Hizo tarea de forense

Don Gustavo explica que, además de cavar tumbas, sin ser forense acompañó a médicos legistas en los exámenes y, con práctica empírica, fue aprendiendo técnicas de autopsia. “Yo aprendí empíricamente. El doctor me enseñó algunas veces”. Conoció cómo se parte un cráneo para revisar el cerebro, cómo se buscan balas, cómo el estado de los pulmones o del corazón habla de muertes por alcohol o drogas.

Don Gustavo cuenta que recibió cadáveres en “toda condición”: desde cuerpos hallados tres, cuatro, cinco, hasta ocho días después de su muerte, hasta restos a los que había que hacerles reconstrucciones.

Si no aparecían los familiares, él se comunicaba con unas radios en Santo Domingo que tenían más alcance, para que difundan el mensaje.
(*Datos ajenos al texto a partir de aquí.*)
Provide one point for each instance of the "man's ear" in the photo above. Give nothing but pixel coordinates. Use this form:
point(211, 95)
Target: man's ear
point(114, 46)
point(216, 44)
A veces una descripción (tatuajes, señales, ropa) era suficiente para que alguien llegara por el occiso.

La puerta posterior de la casa de quien fuera panteonero está justo frente al camposanto.Luis Cheme

Los 'muertitos' sin identidad

También recuerda historias que parecen salidas de una novela negra local. Entre ellas, la de un hombre extranjero que fue asesinado y quedó con una cruz. Otro caso aterrador fue el de una persona con la cara quemada con ácido, cuyo nombre no se conoció. “Nunca se supo nada”, dice con la resignación de quien ha visto demasiadas vidas anónimas. Calcula que enterró “más de cien” cuerpos sin reclamar. Les buscaba un espacio, cavaba la tierra y se hacía cargo del entierro.

Al preguntarle qué siente cuando se asoma a la ventana, su respuesta es sencilla: “Nada. Estoy acostumbrado”.

La casa de don Gustavo, con la puerta que abre al cementerio, es a la vez su atalaya y su confesionario. Cada mañana, desde su terraza, sigue viendo las mismas cruces, recordando relatos e historias, siendo la memoria del cementerio y la de aquellos que no tuvieron quien los reclamara.